VOZ PASSIVA. 69
89 ANOS DEPOIS: ANTÓNIO TELMO, SEMPRE!
Penso logo poesisto
No aniversário de António Telmo
Risoleta C. Pinto Pedro
Não é como poeta que é mais conhecido. O problema é que nem o pensador o é, como seria bom para nós que fosse. Significaria isso que sabíamos preservar e honrar o nosso mais valoroso património a nível de pensamento.
Mas é dia de festa, deixemo-nos de lamentações. Embora seja dia de festa e de lamentação. Festa porque ele nasceu, lamentação porque ele partiu. O paradoxal equilíbrio universal…
Regressemos aos poemas, aqueles que ainda hoje estão a germinar do espólio.

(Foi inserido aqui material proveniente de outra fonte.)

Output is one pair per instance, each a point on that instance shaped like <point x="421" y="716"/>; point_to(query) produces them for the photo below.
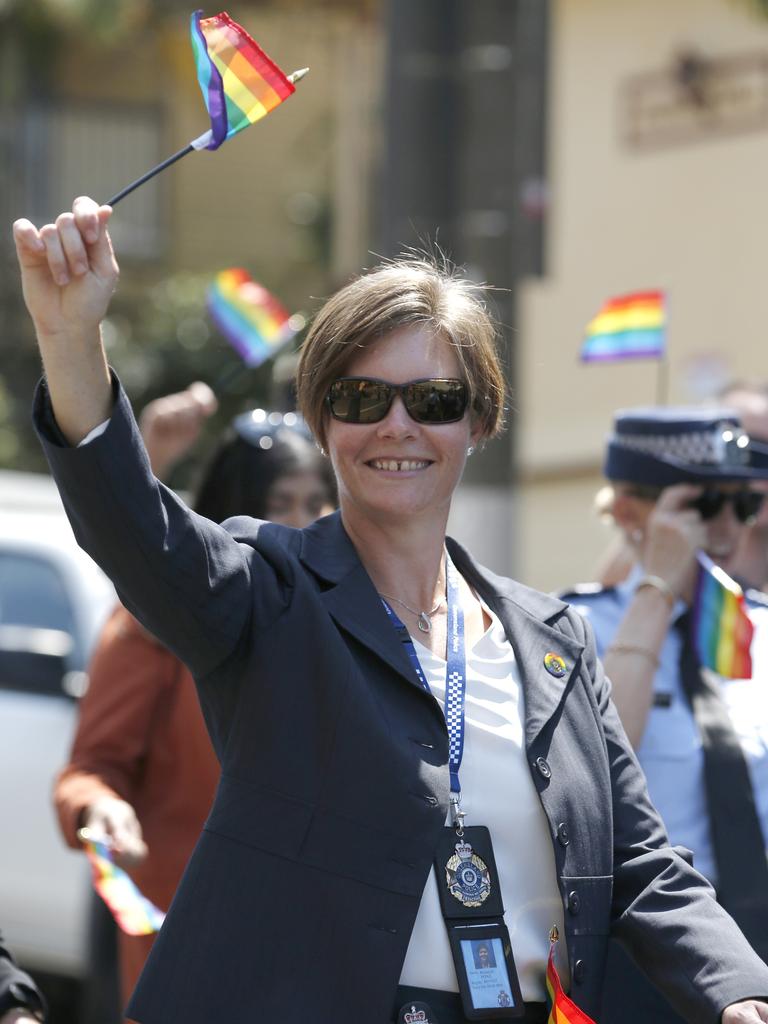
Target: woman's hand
<point x="117" y="820"/>
<point x="69" y="273"/>
<point x="674" y="532"/>
<point x="749" y="1012"/>
<point x="69" y="270"/>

António Telmo, na mais honrosa tradição nacional, é um filósofo poeta. Talvez não pudesse ser filósofo se não fosse poeta. O contrário talvez já não seja verdade.
Manifesta-se a veia em tudo o que escreve. Não precisamos de a procurar nos poemas. Ela está por onde lhe corre a escrita, que é por onde lhe escorre o pensamento. O pensamento escorre como se não coubesse no corpo.
Às vezes encontramo-lo a escrever um texto de reflexão que interrompe subitamente para deixar desabrochar a flor do poema. É comovente assistir a este processo gravado na página a testemunhar o acontecimento de há tantos anos atrás. A criação que a si mesma se interrompe para… criar. Do pensamento ao poema.
Outras vezes o poema ergue-se na página isolado e silencioso no seu íntimo dialogar. Como este:
“Soltam-se puros no ‘espaço perfeito’
A ave e o sino e o vento informe
Não são quem os produz, mas seu efeito.
Sou eu que acordo o som que neles dorme.
Esqueço-me de mim nas horas que se seguem.
Tomei a sério o que me julgo ser
Múltiplos fantasmas me perseguem
Com o ar de quem aqui está a viver.
Não lhes digo para que me não neguem
E me tenham por um doido de varrer
Como proceder para que de mim se desapeguem
E a sua sombra não impeça o conhecer?”
(Inédito) António Telmo
Nem vale a pena falar sobre os aspectos mais materiais do poema, a irrepreensível elegância da forma. Independentemente de qualquer preocupação de regularidade métrica, que não o obceca, a musicalidade ao correr das palavras aliada ao rigor das imagens.
Aqui, como sempre, a busca do oculto, palavra que uso no sentido não esotérico, mas absolutamente literal, aquilo que não se vê, o que se esconde por trás do que é visível:
‘Não são quem os produz, mas seu efeito.’
Ele, como Pessoa, sabe:
O que para Pessoa é o ‘É em nós que é tudo’ é para Telmo ‘Sou eu que acordo o som que nele dorme.‘
Ambos conscientes da multidão que, num caso o habita (heterónimos), noutro caso o persegue (‘Múltiplos fantasmas me perseguem’). A lúcida e muitas vezes dolorosa consciência da multiplicidade.
E a fantasmática fantasia (assumo a redundância), sobre a qual se constrói a vida:
‘Tomei a sério o que me julgo ser’.
E no entanto, como se sabe (e como nos sabe) quando se desnuda do que não É!...
Mas neste drama coexiste, quase imperceptível e por isso tão poderoso, o humor, a esconder a quase troça que apenas se adivinha. E assim retira, aos ‘fantasmas’, o poder que não têm: “Não lhes digo para que me não neguem”.
Talvez seja este subtilíssimo sorriso a poderosa arma a evitar a tragédia cuja ameaça quase se adivinha:
“Como proceder para que de mim se desapeguem
E a sua sombra não impeça o conhecer?”
Estando a ameaça em forma de pergunta, ela é habilmente antecedida pela resposta (“Não lhes digo”) que é um antídoto poeticamente administrado em forma homeopática, altamente diluída, de quase oculto sorriso. Apenas para quem conseguir descortiná-lo. Uma espécie de Graal sob o nosso nariz, disfarçado de levíssima ironia. Em taça de poesia.
Feliz aniversário a todos nós por este Irmão Maior a viver agora em lugar onde os aniversários devem causar subtis sorrisos e terna amorosa condescendência por aqueles que ainda não podem compreender.